Question
I was wondering if anyone could help with this question as I keep seeing different answers around the internet and cant check mine. The $50
I was wondering if anyone could help with this question as I keep seeing different answers around the internet and cant check mine. The $50 million revolving line of credit currently has $6.5 million drawn at an interest rate of 3-month Libor plus 250 basis points. The remaining credit line can be assumed to have no fees associated with it. Brooks looks up the most recent 3-month U.S. dollar Libor rate and sees that it is 1.50%. Long-term financing was also in place in two forms. After several years of revenue and earnings growth, Tortuga issued one million shares of common stock at an issue price of $10 per share. The firm used this $10 million in funding to increase production lines and build a global presence by opening an additional manufacturing facility in Panama. Brooks finds the current price per share for Tortuga to be $21. Two years ago, Tortuga issued a 7-year bond for $5 million face value. Each $1,000 par bond carries a coupon of 9.75%. The bond pays interest semi-annually and is currently trading in the market at 103.25 as a percent of par. The company has a 34% corporate tax rate. The firm calculates its required return on equity with the Capital Asset Pricing Model (CAPM) using a 4.0% historical Treasury rate for the risk-free rate and 6.0% as the historical market risk premium. Tortuga's beta is1.45
1.Using the Capital Asset Pricing Model, what is the required rate of return on equity, ke(cost of equity) for Tortuga?

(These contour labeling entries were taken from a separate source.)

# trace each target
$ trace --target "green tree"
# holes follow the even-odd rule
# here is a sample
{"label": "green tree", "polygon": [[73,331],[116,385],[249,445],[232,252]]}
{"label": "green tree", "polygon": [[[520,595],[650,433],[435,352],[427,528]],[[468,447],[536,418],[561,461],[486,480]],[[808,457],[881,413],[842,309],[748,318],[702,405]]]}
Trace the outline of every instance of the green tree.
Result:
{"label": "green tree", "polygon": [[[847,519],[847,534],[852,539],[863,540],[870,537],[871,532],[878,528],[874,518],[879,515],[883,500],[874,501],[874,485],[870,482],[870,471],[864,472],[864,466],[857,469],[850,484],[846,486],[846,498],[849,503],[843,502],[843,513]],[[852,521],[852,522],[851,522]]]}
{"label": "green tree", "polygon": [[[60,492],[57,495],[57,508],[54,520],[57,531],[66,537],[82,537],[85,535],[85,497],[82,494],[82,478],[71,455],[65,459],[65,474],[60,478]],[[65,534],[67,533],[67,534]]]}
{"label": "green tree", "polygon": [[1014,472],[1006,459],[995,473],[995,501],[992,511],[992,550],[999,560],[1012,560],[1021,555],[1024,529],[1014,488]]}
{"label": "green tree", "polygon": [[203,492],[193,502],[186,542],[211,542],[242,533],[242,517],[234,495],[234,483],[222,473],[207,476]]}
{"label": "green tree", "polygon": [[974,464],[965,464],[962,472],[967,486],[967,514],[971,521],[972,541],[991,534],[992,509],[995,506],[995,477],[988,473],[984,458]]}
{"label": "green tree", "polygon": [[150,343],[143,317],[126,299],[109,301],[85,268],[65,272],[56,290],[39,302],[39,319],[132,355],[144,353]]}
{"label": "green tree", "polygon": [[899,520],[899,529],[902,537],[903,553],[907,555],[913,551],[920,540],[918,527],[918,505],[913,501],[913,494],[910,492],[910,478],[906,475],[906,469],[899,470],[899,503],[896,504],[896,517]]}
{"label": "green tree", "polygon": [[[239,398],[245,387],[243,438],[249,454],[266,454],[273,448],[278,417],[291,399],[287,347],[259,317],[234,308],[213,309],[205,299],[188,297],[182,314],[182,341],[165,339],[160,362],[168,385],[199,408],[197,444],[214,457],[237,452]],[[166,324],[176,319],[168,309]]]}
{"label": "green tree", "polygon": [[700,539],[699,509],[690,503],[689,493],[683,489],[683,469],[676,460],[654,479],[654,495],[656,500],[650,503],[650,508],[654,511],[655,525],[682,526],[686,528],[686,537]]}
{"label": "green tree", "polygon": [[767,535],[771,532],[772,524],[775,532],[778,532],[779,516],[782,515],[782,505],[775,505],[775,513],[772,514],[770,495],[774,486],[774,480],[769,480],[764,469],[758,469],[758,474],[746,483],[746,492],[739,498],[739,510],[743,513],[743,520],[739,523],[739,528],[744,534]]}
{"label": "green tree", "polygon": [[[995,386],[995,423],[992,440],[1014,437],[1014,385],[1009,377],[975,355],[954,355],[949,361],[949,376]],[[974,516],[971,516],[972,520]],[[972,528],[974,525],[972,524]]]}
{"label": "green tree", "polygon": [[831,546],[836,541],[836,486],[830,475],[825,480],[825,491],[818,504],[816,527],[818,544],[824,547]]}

2.Analyzing the companys bond, what is the yield to maturity on the bond issue, kd(cost of debt)?
3.Using the market weight of equity, the original issue amount of debt, and the outstanding portion of the revolving line of credit, what are the weights of equity and debt in the capital structure (we & wd)?
4.Using the information provided, what is the firms weighted average cost of capital (WACC, ka)?